I have done some research and would like to share.
Generally to eliminate the use of target network one needs to show that training would be stable under off-policy semi-gradient.
There are two approaches that might work:
- Experience reweighting
- Constrained optimization
Experience reweighting
Probably the simplest idea is to use importance sampling ratio (Precup 2001) to multiply each sample. This would correct the off-policy sample distribution to be on-policy distribution. It has been shown (Sutton 2016) that on-policy samples lead to stability for semi-gradient. However, this line of work that corrects for sample distribution has high variance and does not work well in practice.
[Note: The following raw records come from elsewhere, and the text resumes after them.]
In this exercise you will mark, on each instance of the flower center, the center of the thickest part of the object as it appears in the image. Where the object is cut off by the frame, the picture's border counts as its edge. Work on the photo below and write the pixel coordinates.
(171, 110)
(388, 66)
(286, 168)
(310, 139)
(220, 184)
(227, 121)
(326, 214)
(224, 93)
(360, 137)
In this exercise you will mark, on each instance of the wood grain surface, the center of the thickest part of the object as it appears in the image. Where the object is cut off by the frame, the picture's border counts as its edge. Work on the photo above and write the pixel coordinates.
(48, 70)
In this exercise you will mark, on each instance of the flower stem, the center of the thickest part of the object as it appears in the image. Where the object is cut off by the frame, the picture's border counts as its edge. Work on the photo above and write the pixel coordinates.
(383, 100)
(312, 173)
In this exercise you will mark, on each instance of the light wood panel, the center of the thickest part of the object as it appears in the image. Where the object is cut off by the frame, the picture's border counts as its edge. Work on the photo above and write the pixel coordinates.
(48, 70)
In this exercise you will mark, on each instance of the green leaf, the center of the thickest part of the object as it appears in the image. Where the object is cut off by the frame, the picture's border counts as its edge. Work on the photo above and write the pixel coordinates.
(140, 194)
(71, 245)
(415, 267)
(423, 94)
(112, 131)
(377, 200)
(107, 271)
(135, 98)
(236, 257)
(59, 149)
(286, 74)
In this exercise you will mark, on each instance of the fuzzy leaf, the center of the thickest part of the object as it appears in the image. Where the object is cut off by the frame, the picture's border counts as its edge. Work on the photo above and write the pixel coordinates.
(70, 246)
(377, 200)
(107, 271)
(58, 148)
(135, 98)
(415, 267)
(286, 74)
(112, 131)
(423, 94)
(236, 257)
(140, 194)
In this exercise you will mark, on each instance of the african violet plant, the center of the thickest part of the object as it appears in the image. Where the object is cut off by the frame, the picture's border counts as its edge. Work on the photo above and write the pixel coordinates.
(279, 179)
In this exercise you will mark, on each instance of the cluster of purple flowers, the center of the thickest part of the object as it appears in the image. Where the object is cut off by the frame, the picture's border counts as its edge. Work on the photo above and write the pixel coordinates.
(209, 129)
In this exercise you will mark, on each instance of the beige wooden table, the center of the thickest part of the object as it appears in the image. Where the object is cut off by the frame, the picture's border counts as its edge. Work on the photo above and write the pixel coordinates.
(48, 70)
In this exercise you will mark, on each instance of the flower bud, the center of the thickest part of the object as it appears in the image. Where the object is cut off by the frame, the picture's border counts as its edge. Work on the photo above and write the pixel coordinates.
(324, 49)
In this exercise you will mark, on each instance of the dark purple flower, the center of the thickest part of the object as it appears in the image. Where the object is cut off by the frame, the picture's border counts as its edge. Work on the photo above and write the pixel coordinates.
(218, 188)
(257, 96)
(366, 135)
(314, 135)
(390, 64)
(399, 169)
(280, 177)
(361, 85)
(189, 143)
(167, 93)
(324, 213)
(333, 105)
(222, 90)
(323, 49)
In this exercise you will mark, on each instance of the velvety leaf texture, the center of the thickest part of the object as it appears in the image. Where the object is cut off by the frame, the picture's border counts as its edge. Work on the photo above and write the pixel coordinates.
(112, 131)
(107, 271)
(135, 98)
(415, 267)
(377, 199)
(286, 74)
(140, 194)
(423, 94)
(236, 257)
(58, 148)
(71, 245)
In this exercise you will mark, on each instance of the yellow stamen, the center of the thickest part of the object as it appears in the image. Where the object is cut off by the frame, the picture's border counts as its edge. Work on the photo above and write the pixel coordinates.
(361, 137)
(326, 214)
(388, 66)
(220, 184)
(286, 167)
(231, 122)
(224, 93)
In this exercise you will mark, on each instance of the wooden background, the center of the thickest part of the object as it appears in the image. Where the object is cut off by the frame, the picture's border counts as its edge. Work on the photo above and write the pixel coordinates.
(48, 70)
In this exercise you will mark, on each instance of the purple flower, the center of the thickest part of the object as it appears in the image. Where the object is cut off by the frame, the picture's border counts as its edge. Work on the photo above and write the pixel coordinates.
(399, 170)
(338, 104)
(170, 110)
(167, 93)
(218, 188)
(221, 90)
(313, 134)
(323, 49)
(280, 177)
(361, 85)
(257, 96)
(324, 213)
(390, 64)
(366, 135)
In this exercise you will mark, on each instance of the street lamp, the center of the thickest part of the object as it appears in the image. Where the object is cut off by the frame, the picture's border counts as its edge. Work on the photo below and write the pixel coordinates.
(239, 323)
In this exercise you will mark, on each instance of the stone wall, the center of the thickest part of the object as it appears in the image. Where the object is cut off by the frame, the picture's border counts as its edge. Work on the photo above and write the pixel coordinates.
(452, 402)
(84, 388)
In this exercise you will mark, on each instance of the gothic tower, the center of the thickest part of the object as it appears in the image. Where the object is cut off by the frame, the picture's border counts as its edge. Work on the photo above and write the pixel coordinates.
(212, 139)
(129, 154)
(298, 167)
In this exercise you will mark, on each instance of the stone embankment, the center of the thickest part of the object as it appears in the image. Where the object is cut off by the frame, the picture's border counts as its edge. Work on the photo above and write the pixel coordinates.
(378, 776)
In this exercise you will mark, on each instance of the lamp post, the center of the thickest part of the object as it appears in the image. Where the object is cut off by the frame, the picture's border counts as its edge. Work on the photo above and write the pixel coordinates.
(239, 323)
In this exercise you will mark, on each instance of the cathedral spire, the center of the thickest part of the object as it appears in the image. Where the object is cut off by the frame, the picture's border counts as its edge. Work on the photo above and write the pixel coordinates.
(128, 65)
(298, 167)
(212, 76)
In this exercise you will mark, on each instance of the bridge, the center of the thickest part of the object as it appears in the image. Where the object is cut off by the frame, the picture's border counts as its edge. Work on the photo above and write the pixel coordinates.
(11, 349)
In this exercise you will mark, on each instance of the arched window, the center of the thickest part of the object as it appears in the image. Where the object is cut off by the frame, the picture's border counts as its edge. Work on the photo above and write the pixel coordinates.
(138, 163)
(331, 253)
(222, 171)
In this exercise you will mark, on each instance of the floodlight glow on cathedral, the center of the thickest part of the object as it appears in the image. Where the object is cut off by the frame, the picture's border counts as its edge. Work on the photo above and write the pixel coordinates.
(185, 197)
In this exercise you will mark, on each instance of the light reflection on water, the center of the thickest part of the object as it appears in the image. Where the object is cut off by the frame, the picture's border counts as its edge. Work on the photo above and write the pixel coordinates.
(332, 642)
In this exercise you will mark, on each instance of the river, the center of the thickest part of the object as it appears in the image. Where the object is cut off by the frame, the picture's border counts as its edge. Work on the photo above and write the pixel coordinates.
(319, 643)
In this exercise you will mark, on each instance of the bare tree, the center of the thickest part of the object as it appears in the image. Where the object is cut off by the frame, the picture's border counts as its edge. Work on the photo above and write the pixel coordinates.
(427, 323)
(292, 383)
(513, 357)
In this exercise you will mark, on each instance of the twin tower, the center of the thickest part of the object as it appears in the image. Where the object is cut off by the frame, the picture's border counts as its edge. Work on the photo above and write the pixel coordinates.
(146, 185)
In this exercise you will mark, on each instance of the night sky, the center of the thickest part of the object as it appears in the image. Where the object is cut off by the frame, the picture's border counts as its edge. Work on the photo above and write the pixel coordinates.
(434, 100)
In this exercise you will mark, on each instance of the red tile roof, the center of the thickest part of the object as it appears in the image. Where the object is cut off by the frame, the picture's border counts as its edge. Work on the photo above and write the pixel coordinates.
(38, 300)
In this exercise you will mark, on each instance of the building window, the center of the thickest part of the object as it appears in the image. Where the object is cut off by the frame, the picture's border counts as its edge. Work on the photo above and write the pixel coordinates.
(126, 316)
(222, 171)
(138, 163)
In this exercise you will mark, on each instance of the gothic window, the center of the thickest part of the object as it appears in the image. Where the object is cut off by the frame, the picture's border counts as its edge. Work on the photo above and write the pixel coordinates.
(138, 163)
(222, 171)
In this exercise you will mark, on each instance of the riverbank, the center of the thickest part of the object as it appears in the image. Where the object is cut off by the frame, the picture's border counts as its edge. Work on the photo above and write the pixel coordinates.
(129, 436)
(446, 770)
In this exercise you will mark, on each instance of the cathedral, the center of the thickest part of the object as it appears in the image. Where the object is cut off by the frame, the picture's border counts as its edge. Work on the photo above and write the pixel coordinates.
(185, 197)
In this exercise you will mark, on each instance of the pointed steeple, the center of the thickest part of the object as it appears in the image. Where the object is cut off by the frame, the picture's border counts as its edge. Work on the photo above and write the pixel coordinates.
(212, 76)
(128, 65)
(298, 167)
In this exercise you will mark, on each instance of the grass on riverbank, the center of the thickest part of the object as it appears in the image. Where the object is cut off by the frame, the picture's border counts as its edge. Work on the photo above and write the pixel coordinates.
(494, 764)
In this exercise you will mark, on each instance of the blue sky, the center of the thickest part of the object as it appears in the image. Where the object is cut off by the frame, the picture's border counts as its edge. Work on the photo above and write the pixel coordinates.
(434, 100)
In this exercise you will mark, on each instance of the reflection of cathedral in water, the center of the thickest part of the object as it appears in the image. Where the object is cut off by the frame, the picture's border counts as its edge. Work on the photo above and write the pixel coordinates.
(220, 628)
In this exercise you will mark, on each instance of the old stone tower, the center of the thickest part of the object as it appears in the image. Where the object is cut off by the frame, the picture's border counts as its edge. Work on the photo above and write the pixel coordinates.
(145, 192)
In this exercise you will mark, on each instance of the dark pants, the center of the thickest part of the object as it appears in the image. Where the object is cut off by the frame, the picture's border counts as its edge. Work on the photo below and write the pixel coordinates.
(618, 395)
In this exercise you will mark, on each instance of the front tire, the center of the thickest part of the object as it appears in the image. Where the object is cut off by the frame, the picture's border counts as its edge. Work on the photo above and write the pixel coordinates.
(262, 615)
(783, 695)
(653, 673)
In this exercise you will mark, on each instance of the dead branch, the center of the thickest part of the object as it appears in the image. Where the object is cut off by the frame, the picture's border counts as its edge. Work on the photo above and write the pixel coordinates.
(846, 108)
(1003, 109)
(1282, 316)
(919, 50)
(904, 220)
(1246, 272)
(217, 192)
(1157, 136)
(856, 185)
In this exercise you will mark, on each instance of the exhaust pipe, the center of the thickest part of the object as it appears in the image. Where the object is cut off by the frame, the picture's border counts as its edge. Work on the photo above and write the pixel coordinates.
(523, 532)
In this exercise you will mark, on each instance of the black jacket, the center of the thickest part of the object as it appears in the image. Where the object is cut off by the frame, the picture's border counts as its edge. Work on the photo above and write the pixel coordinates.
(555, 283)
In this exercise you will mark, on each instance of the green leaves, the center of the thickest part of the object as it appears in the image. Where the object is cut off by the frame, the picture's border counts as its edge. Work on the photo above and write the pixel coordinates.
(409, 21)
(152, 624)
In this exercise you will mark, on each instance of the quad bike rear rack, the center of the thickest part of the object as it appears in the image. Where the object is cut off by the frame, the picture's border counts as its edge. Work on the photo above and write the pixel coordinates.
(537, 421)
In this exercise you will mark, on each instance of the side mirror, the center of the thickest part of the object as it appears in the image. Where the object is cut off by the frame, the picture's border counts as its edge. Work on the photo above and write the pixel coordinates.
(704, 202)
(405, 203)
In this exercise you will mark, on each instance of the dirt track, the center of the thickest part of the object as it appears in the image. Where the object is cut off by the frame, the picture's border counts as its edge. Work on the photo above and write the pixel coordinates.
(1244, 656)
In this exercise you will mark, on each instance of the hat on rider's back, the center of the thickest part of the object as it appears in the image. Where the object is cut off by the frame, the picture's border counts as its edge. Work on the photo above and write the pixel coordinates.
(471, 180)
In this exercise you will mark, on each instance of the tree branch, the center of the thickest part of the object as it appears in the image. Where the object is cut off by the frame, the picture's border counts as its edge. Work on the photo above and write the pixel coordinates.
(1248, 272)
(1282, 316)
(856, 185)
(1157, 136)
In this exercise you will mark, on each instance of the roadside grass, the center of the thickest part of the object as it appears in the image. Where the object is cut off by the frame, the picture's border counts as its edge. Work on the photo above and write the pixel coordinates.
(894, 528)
Another line of work aimed to partially correct the distribution only to the extent that would be provably stable is called Emphatic TD (Sutton 2016). The distribution is still mostly off-policy but is proved to be stable under linear function approximation.
Constrained optimization
The general wisdom comes from the fact that updating a value would also alter the target value since they share the same set of parameters. This problem is called over-generalization. To reduce this, Durugkar suggests that constraining the target Q-value after parameter update to be steady helps reduce divergence. Achiam 2019 provides a good overview of the problem, and suggests a way to make sure that the update is non-expansion (which should prevent divergence).
Sidenote
Some works have shown convergence under off-policy samples but only in tabular case. It takes much more to show that it is stable in function approximation (even a linear one).
Works like:
- Q($\lambda$) (Harutyunyan 2016), which augments the value function with a correction term
- Retrace($\lambda$) (Munos 2016), which extends the former by truncating the importance sampling ratio
are shown to work only in tabular case.